Impatience and a guy in a wheelchair

The rain was coming down in sheets, it was already after 8:30 a.m., and I was late for an important hearing that was part of the responsibilities of my job. I was dressed up, too, high heels and everything. So I hailed a cab, thinking that would be faster than the subway.

It wasn't.

After a long wait, I finally got a cab, but the traffic was moving at a snail's pace, and the driver stopped to pick up another customer along the way.

I was really going to be late, and I was really getting tense. I looked at my watch every 10 seconds.

Then, just as the traffic started moving, the driver spotted a man up ahead in a wheelchair. He was sitting there by the curb, getting soaked while holding his arm out - incredibly patiently, it appeared - to hail a cab.

"What a day for him to be waiting outside!" the driver cried, and began to pull over.

Just what I needed. Unbelievable. I could see another 20 minutes going down the drain, the whole production of lifting him into the cab, folding up his chair and fitting it into the cab's small trunk, then dropping him off who knows where, and everyone at work staring as I straggled into the hearing room mid-morning.

Even before I spoke, I felt that two parts of me were in a race, and that I was nearly helpless to stop the narcissistic component which, smaller yet faster, blinded by my own predicament at that particular moment, was going to win.

"What are you doing?!" I exclaimed to the driver.
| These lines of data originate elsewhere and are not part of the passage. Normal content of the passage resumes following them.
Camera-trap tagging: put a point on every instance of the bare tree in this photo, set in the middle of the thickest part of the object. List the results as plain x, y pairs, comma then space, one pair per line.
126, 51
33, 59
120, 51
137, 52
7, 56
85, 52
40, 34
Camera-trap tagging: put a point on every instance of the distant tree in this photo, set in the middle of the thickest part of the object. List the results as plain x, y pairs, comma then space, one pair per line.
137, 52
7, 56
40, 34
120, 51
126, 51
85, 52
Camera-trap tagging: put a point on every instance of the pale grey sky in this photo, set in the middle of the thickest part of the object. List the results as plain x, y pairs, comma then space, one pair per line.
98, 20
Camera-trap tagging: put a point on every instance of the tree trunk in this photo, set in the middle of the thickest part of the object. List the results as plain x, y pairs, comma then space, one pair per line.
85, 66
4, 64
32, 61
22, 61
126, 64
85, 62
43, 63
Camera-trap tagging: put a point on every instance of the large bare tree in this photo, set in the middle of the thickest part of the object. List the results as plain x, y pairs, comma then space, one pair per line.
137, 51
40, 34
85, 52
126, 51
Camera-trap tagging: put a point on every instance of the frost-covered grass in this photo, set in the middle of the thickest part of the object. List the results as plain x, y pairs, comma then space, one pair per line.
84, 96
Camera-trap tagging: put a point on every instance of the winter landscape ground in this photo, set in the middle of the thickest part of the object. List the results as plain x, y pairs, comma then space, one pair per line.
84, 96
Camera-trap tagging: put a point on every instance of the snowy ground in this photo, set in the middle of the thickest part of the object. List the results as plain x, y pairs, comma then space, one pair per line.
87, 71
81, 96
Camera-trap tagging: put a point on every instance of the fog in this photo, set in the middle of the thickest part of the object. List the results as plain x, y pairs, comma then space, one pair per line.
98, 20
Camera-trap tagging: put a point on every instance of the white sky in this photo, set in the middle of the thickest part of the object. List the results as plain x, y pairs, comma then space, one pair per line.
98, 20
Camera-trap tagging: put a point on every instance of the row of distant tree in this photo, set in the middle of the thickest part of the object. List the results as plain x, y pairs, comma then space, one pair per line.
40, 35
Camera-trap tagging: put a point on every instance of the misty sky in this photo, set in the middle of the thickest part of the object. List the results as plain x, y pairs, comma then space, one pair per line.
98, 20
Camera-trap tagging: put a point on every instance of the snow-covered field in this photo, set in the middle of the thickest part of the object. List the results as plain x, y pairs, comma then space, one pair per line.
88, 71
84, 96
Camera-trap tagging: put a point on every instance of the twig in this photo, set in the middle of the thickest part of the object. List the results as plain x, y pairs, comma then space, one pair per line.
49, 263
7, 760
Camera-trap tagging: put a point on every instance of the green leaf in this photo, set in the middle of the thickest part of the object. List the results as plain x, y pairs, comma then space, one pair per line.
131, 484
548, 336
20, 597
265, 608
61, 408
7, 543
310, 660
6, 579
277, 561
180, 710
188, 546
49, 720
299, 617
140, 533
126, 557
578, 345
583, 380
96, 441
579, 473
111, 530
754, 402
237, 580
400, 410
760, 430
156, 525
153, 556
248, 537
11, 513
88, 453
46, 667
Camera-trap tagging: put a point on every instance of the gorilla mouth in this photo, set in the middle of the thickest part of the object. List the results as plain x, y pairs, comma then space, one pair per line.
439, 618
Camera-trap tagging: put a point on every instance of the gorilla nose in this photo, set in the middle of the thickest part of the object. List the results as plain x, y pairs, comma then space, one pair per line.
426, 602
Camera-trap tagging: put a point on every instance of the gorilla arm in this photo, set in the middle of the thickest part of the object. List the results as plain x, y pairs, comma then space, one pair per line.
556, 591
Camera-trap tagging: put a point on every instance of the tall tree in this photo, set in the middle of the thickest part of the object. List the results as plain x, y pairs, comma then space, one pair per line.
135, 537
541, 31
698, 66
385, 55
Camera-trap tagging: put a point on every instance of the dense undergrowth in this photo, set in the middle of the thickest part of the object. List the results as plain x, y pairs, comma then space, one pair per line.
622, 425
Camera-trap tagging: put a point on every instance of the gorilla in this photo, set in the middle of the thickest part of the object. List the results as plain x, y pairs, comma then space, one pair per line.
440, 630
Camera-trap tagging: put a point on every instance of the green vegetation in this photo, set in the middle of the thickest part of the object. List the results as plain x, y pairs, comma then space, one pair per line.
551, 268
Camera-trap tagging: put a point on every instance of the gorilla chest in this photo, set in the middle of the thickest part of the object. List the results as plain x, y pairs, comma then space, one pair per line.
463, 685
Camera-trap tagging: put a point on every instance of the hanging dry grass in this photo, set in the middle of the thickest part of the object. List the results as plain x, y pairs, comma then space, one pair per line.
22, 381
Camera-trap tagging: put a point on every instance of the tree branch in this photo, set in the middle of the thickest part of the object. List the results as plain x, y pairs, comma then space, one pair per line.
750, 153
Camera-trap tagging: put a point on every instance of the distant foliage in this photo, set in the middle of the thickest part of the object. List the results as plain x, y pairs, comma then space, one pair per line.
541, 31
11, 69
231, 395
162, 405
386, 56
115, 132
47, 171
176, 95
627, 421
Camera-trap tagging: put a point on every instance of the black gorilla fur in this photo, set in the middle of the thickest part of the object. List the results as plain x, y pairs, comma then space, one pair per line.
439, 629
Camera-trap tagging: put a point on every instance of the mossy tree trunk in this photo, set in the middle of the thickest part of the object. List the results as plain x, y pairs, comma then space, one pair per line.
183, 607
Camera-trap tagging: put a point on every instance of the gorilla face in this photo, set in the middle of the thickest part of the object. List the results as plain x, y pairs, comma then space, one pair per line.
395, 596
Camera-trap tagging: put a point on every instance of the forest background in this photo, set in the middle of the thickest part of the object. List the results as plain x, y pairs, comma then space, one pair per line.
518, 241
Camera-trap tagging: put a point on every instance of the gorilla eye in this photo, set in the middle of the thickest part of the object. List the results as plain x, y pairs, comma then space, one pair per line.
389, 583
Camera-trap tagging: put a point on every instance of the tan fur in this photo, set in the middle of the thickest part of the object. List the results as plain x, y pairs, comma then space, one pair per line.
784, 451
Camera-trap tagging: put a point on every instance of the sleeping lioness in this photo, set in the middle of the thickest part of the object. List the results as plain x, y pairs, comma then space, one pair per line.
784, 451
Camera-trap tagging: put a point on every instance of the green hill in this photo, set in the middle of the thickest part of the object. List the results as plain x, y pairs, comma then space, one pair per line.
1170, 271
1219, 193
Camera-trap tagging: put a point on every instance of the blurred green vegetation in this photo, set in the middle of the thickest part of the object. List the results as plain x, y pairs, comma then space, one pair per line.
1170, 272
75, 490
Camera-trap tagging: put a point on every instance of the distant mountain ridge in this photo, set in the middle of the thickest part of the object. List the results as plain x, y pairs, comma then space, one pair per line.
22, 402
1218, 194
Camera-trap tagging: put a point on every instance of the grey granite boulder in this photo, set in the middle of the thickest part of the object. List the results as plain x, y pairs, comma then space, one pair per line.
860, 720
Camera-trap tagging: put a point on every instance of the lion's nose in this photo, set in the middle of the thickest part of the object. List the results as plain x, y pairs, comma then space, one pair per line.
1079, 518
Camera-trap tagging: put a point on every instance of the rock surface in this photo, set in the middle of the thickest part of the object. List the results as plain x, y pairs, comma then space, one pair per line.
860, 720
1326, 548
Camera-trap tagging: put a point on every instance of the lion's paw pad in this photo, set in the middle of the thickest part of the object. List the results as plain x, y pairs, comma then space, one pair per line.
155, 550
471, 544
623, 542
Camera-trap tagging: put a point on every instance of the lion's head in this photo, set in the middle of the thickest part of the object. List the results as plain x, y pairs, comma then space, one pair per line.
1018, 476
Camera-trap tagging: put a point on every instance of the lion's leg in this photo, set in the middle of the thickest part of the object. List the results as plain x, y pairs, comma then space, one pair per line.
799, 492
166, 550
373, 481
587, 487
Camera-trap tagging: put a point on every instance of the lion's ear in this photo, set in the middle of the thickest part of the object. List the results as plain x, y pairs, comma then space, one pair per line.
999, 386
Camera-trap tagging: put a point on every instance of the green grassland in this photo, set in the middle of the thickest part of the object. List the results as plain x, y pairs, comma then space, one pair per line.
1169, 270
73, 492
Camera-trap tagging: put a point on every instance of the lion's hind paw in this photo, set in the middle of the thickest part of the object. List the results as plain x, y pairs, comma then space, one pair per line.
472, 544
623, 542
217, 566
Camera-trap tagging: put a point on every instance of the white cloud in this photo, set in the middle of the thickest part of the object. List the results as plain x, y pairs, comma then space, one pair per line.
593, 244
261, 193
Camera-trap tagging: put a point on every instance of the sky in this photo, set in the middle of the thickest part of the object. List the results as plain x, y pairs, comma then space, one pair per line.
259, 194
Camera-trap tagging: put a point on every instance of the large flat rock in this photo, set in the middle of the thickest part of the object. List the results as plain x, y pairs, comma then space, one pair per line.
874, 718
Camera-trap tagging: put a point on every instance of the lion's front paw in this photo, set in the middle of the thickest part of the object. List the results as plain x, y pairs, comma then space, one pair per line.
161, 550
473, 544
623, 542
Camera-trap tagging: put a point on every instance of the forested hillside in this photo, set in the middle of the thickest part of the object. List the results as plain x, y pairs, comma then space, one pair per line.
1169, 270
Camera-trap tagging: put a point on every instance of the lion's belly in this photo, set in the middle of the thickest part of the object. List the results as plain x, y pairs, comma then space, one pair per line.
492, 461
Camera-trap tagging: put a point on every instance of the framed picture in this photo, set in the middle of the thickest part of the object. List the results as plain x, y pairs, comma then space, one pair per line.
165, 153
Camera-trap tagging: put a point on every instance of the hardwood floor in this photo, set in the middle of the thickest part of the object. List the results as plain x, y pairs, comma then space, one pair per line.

As the words came out of my mouth, I wanted to take them back, disown them. The wrongness of my reaction started to sink in, and it shocked me. I almost wasn't sure who that person was who had just spoken.

The driver ignored me, and as I sat there in the back seat, immobilized, he stopped the cab and got out, as did the other passenger, to attend to the man. I could still redeem myself, act appropriately, replace the mistaken words with new, proper words. The disabled man was youngish, with brown hair and glasses, calm and self-effacing.

I got out of the cab and fled for the nearest subway station. As I ran, I understood that, while it wasn't incumbent on me to take the time to help the man into the cab, I shouldn't have complained about the driver stopping. I should have been able to see beyond my impatience to attend to what was most important. When I thought about it at the time, and when I think about it now, this is my analysis: While I am not a particularly self-centered person, I fell prey to the self-centeredness that living a busy life in a big, fast-paced city can promote.

It's akin to the tough exterior that New Yorkers often develop in order to cope with living in such a crowded, difficult city. I see it almost every day in the large East Coast cities where I live and spend time, and it surely correlates with the fast pace of life, the time pressure people find themselves under, and the anonymity of the urban landscape.

But understanding why it happens doesn't make it right.

Since that time, when I notice that I'm on the verge of reacting to a person or situation with unwarranted impatience or pushiness, I try to rein my reaction in, get my priorities straight, give the other person a break.

I sometimes think of the Albert Brooks movie "Defending Your Life," in which, after he dies, he's shown a video of the worst things he did in his life, and has to defend himself.

I try to keep that paradigm in mind for myself. I'd hate to see a video clip of me telling that cab driver not to stop.

*Susan B. Kaplan is a lawyer and writer living in Boston.